Since 1945, nuclear weapons have served as a crystal ball in which leaders could glimpse the catastrophe implied by a major war. After the Cuban Missile Crisis in 1962, leaders learned the importance of de-escalation, arms-control communication and rules of the road to manage conflict.
Cybertechnology, of course, lacks the clear devastating effects of nuclear weapons, and that poses a different set of problems, because there is no crystal ball.
During the Cold War, the great powers avoided direct engagement, but that is not true of cyberconflict.
Yet the threat of cyber-Pearl Harbors has been exaggerated. Most cyberconflicts occur below the threshold established by the rules of armed conflict. They are economic and political, rather than lethal.
It is not credible to threaten a nuclear response to cybertheft of intellectual property by China or cybermeddling in elections by Russia.
According to American doctrine, deterrence is not limited to a cyberresponse (though that is possible).
The US would respond to cyberattacks across domains or sectors, with any weapons of its choice, proportional to the damage that has been done. That could range from naming and shaming to economic sanctions to kinetic weapons.
Earlier this year, a new doctrine of “persistent engagement” was described as not only disrupting attacks, but also helping to reinforce deterrence.
However, the technical overlap between intrusion into networks to gather intelligence or disrupt attacks and to carry out offensive operations often makes it difficult to distinguish between escalation and de-escalation.
Rather than relying on tacit bargaining, as proponents of “persistent engagement” sometimes emphasize, explicit communication might be necessary to limit escalation.
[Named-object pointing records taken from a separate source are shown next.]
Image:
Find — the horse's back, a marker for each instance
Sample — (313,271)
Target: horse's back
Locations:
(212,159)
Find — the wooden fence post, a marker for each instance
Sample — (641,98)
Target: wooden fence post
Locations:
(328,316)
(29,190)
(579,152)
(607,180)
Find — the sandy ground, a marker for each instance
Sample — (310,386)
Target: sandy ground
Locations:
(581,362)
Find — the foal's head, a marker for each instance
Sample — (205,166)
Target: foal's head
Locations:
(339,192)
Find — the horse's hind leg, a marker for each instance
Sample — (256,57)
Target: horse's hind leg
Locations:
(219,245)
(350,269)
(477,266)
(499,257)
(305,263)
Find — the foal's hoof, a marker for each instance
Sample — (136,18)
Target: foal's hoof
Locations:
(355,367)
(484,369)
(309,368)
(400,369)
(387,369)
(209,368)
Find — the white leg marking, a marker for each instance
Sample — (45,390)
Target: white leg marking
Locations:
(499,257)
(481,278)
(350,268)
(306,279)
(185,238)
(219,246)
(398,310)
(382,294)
After all, we cannot assume that we have enough experience to understand what agreed competition in cyberspace is or that we could be certain of how actions taken in other countries’ networks would be interpreted.
For example, Russian cybermeddling in US elections was not an agreed competition.
With a domain as new as cyber, open rather than mere tacit communication could enlarge our limited understanding of the boundaries.
Negotiating cyberarms-control treaties is problematic, but this does not make diplomacy impossible.
In the realm of cyberwarfare, the difference between a weapon and a non-weapon might come down to a single line of code, or the same program could be used for legitimate or malicious purposes, depending on the user’s intent.
If that makes traditional arms-control treaties impossible to verify, it might still be possible to set limits on certain types of civilian targets (rather than weapons) and negotiate rough rules of the road that limit conflict.
In any event, strategic stability in cyberspace would be difficult to maintain.
Because technological innovation there is faster than in the nuclear realm, cyberwarfare is characterized by a heightened reciprocal fear of surprise.
Over time, however, better attribution forensics might enhance the role of punishment; and better defenses through encryption or machine learning might increase the role of prevention and denial.
Moreover, as states and organizations come to understand better the limitations and uncertainties of cyberattacks and the growing importance of Internet entanglement to their economic wellbeing, cost-benefit calculations of the utility of cyberwarfare might change.
At this point, however, the key to deterrence, conflict management and de-escalation in this realm is to acknowledge that we all still have a lot to learn and expand the process of communication among adversaries.
Joseph Nye is a professor at Harvard University.